La película es, por otra parte, reiterativa hasta el desespero. Recurre demasiado a tomas de relleno para las transiciones (Jorge Enrique Botero al volante de un carro, varias vistas panorámicas de Bogotá). No penetra en ningún aspecto de la historia que cuenta. Es plana e inflexiblemente lineal. Hacia el final hay una escena en la que Humberto de la Calle sugiere, con un dejo de triste arrepentimiento, que a la campaña por el “Sí” le faltó alegría: parece un comentario sobre la película. Uno se pregunta si el proceso de paz fue tan aburridor como lo representan, y a lo mejor sí lo fue, si uno recuerda el tedio de la gran mayoría de los discursos que unos y otros actores pronunciaron públicamente a favor y en contra de la paz.
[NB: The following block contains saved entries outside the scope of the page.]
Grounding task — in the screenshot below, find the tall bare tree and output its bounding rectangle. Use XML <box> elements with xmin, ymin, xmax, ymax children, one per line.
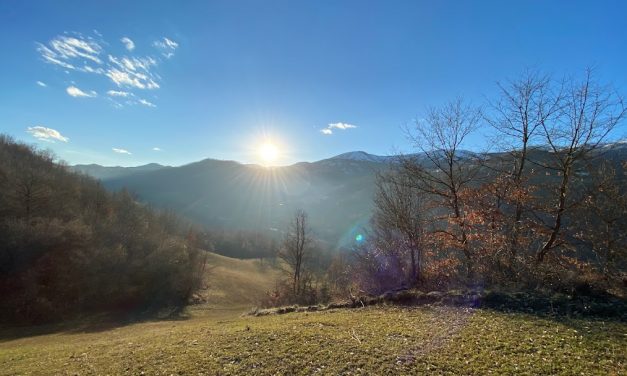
<box><xmin>373</xmin><ymin>170</ymin><xmax>426</xmax><ymax>286</ymax></box>
<box><xmin>279</xmin><ymin>209</ymin><xmax>311</xmax><ymax>295</ymax></box>
<box><xmin>401</xmin><ymin>98</ymin><xmax>482</xmax><ymax>275</ymax></box>
<box><xmin>485</xmin><ymin>70</ymin><xmax>562</xmax><ymax>256</ymax></box>
<box><xmin>536</xmin><ymin>69</ymin><xmax>626</xmax><ymax>262</ymax></box>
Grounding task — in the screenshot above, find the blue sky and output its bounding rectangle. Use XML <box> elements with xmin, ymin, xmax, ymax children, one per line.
<box><xmin>1</xmin><ymin>0</ymin><xmax>626</xmax><ymax>166</ymax></box>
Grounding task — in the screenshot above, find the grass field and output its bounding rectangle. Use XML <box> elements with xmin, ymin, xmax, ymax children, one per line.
<box><xmin>1</xmin><ymin>254</ymin><xmax>625</xmax><ymax>375</ymax></box>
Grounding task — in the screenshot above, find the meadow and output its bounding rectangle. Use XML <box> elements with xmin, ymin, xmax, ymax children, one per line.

To End a War, que supuestamente se ocupa del proceso de paz, no contiene el proceso de paz. Habría sido provechoso que se preguntara concretamente por cómo fueron las conversaciones, cómo se llegó a los acuerdos del Acuerdo: ese sería, a mi juicio, un documento con el que podría producirse un documental interesante, que fuera algo más que un repaso e incluyera alguna medida de investigación.
A la película le falta información y tiene un ritmo que se me ocurre llamar burocrático. Sus abrumadoras dilaciones se ven amplificadas por el desacierto de la música de Gustavo Santaolalla, mezcla de new age, folclor e iglesia, pretendidamente elegante e incoherentemente lánguida. El guion no es lo bastante explicativo sobre el proceso colombiano para un extranjero que no conozca el tema, mientras que a los colombianos no nos dice casi nada que no conozcamos ya en tres copias al carbón. Esperamos que el proceso de paz pueda inspirar en el futuro la imaginación de alguien, y, si no, que la inspire la pasada guerra. Y esperamos también que no tengamos que ser complacientes con todas las blandeces que el arte produzca sobre el posconflicto.